Kitty on Her Tibby-Toes

A quick addendum to the previous post regarding words and gender: The same site that told me about the widow/widower, bride/bridegroom thing also explained that the masculine "tomcat" has a feminine version that I'd never heard of. Apparently, the complement to "tomcat" is "tibcat," though the latter seems fairly archaic. Even the British, who originated the term, don't seem to use it very often anymore.

What's especially interesting "tibcat" is that by virtue of the feminine version vanishing from English, the generic "cat" could arguably become associated with female cats. Most people are familiar with the expression "tomcat" — perhaps as the verb "to tomcat," meaning to roam around looking for sexual gratification — but if the term is associated with male cats without an understood complement for females, the construction could arguably become "tomcat and cat," as in "dog and bitch," "cock and hen," "lion and lioness." What, then, does that say about the culture that uses the feminine synonymously with the generic?

The two other animal words that jump to mind as examples of the feminine being used frequently to refer to the whole species are "cow" and "duck." Think about it: How often do you drive by a dairy and say "Look at all the cows and bulls"? You don't. Regardless of how many of the animals are male, the whole group gets takes the female term, possibly because the activity humans most associate with them — milking — is inherently feminine. Ducks do too, though what feminine association we have with ducks is beyond me. "Duck" can technically refer to the species as a whole or the just the lady-ducks, with "drake" referring to just the man-ducks. (I blame Ducktales for the confusion.)

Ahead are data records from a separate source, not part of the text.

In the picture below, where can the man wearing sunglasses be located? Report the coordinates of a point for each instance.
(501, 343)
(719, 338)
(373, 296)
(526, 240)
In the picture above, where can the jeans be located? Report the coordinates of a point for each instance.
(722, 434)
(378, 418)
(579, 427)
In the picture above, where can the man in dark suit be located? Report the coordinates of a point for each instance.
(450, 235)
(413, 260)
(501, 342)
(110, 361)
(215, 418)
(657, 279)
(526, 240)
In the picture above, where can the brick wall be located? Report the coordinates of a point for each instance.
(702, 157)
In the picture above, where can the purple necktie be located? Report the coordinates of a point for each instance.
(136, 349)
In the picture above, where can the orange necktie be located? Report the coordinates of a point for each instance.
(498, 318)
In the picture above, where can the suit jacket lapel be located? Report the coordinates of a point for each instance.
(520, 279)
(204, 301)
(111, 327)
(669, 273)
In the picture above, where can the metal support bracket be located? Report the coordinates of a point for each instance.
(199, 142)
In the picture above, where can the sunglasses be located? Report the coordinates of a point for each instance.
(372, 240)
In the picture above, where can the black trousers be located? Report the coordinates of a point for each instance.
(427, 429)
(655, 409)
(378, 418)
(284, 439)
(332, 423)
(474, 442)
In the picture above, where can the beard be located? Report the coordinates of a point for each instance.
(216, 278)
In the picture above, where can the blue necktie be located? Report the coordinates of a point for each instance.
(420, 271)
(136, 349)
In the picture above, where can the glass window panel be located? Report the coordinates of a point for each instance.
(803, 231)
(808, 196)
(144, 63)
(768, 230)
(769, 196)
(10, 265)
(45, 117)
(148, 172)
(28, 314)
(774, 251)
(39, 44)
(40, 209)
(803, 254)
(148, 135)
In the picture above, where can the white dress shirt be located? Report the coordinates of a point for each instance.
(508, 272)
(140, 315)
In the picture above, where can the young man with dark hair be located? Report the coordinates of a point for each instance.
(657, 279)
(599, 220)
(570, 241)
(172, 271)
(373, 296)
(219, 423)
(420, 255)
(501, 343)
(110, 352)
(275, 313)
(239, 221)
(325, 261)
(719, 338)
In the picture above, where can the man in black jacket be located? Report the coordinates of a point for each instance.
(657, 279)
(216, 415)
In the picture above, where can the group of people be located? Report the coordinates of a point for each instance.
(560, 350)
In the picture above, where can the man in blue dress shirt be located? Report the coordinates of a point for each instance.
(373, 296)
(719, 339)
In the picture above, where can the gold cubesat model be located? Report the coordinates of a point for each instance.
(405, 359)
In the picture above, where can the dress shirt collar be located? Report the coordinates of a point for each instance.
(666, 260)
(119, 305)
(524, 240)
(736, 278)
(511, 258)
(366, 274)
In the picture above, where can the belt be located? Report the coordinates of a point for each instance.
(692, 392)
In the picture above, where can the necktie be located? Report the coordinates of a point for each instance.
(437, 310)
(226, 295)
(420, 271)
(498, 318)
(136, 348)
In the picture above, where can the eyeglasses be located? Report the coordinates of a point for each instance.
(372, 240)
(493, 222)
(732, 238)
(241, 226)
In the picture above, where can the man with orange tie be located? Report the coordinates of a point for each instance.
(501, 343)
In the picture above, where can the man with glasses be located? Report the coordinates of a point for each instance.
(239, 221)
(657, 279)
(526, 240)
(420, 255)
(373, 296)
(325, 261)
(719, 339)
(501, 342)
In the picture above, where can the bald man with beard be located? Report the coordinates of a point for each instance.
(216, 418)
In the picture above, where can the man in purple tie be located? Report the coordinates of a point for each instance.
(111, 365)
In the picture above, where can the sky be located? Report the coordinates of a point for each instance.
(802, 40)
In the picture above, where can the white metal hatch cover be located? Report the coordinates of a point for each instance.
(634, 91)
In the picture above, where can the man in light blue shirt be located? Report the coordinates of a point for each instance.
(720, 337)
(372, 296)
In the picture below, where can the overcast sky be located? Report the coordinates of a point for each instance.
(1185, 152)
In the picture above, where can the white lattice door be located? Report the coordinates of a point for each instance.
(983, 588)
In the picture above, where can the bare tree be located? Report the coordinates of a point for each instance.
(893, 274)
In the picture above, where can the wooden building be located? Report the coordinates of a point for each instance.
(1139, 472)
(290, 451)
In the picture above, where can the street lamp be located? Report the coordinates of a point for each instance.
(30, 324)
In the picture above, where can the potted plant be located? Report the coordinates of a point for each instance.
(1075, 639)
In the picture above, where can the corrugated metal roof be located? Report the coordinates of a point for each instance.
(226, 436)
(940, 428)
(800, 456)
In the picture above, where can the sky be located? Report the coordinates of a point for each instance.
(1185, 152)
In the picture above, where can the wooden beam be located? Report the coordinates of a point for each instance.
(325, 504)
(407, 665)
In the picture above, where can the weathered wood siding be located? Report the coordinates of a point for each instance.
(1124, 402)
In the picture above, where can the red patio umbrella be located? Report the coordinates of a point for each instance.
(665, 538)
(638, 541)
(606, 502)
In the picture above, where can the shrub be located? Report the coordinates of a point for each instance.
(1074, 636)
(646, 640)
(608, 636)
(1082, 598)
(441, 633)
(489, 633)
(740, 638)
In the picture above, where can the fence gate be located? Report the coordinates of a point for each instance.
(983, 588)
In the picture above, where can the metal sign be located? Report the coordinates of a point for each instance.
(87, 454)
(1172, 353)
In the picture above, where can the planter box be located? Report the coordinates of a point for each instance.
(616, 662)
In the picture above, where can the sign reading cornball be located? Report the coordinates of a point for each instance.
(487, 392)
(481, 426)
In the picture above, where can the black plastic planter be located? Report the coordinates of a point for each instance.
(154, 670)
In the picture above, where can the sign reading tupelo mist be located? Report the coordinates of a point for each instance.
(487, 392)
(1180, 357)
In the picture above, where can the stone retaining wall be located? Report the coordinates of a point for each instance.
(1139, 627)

What trips me up when speaking of these strange animal gender problems is that other familiar species avoid the problem altogether by having an understood name for the male, the female and the whole species in general. Take sheep, for example. Most people know that a boy sheep are rams and girl sheep are ewes, yet we can still refer to them by their species name and not identify gender one way or the other.

Strange, strange.

And on a final note, does this mean that Mindy and Sally Sue can go out on the town, tibcatting around?